A positive effect of temperature on the same day (lag 0) was observed among female adults. Further analyses should examine if this is due to the unaccounted effects of indoor dust endotoxin being ascribed to temperature, given the positive correlation of dust endotoxin and temperature [35]. Also, females who spend relatively more time indoors may be more exposed to indoor cooking pollutants which have been linked to the exacerbation of asthma symptoms [36,37].
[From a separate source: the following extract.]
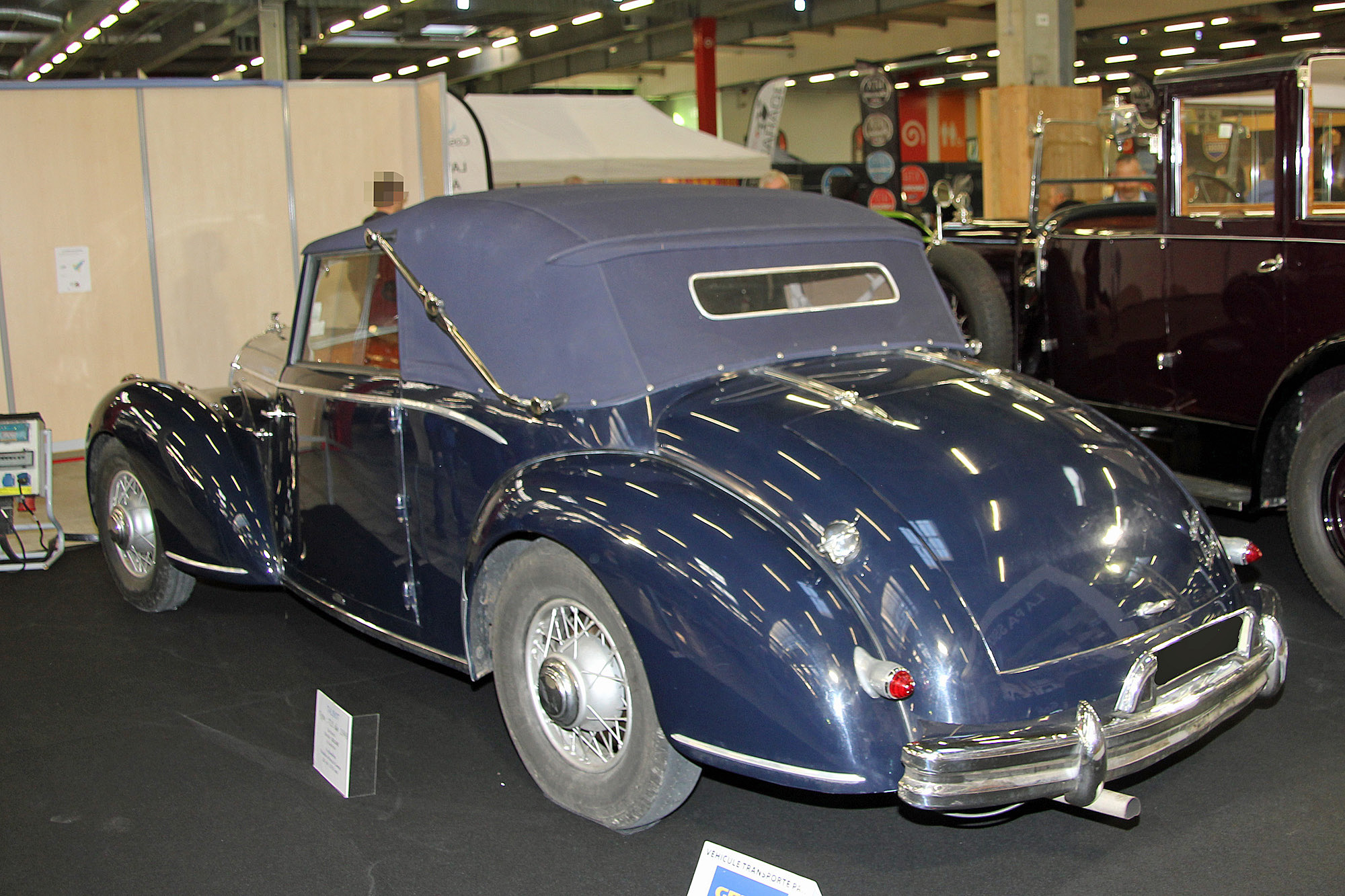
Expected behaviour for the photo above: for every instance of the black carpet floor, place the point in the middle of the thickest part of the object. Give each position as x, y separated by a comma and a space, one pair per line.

Our study has a few limitations. We were unable to conduct patient interviews to obtain data for December 2013 and January 2014 because of political strikes that occurred almost every day during the two months. This means our findings should be confirmed using a longer time-series to account for cold season. Modification of temperature effect by season should also be checked. Nonetheless, our study showed that even with the warm temperatures (daily mean temperature ≥18.2 °C), a temperature decrease was associated with increased hospital asthma attendance in certain subgroups. Our work assumed a linear temperature exposure, but a flexible approach for nonlinear exposure can be useful provided a longer time series is available. Another limitation involves the omission of air pollution, which has been implicated in the exacerbation of asthma [38]. Air pollution data was not available and therefore not included in the current analysis. A separate study to determine the effect of air pollution is warranted. In the current study, we estimated the total effects of temperature without any adjustment for air pollution in view of the latter’s role as an intermediate variable on the pathway between temperature and asthma visits [13,39,40]. Lastly, like many population-based studies that rely on monitoring data, discrepancies in the true level of individual exposure may have resulted in estimation bias, which should be taken into consideration when making inferences.

5. Conclusions

Temperature declines in tropical Dhaka triggered asthma exacerbations in adults and the elderly. This association was not observed in children, but results should be validated using a longer study period. The frequent political strikes in the city modified this association among the elderly, who showed an increased asthma attendance associated with temperature declines on days immediately after a strike. More studies in warm climates are needed to substantiate the observed negative effects of low temperatures on asthma.